イギリス新連立政権、前労働党政権導入のID【身分登録証明】カード廃止へ〜人権を蝕む「ID番号カード制導入」へ逆走する鳩山政権

2006年に前労働党政権は、ID【身分登録証明】カード法(Identity Card Act 2006)を制定し、国民全員に順次、身分登録証カードを導入する政策を実施した。(CNNニューズ55号では、イギリス労働党政権の「ID【身分登録証明】カード制導入」案を紹介した。参照願いたい。)だが、当時野党であった保守党、さらに自由民主党(LDP)は、政権を奪取した後は、人権侵害のおそれの強いIDカード制を廃止する旨を政権公約としていた(CNNニューズ55号、25頁参照)。

今回の下院総選挙で、勝利し、LDPと連立した保守党政権(キャメロン党首・首相)は、5月14日に、DNAデータベースの見直しを含む、「IDカード制の廃止」を言明した。また、監視カメラ(CCTV)の無制限設置に規制をかける方針を打ち出した。その理由は、監視カメラがテロリストや組織暴力の縮小にあまり効果がない。むしろ、人権面でのマイナス効果に配慮する必要があるとの認識に基づく。こうした政策は、LDPの政権公約を大幅に取りえ入れた結果でもある。

翻って、わが国の鳩山政権は、2013年までに国民IDカード【登録証】制を導入するとか。
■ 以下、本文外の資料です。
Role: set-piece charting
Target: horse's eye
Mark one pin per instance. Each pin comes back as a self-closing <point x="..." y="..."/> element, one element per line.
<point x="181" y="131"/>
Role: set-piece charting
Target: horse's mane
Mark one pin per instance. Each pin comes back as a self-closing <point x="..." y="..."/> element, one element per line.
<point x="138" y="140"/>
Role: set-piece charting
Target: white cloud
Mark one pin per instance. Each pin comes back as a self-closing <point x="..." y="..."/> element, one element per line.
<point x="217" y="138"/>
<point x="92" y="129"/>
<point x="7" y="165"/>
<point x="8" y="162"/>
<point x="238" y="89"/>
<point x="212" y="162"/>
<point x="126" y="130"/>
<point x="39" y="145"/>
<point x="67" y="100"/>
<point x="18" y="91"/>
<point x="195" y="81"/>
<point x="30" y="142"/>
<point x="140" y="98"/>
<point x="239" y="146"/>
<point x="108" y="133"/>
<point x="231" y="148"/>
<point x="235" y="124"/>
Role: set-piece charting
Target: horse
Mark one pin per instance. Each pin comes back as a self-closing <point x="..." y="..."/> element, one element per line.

だが、ちょっとマッタ! 民主党は、政権を奪取する以前に4度も住基ネット廃止法案を出したはずだ。

政権奪取後は、豹変し、いまや“共通番号制(国民総背番号制)万歳”、現代版通行手形である“国民IDカード制万歳”だ。・・・・やはり、国民の移動の自由を制限し、人権を蹂躙する政権には、政界から退場願わないといけないのではないか?

今回のイギリスの政権交代、“自由”、“人権”を大事にする新連立政権の誕生を祝したい。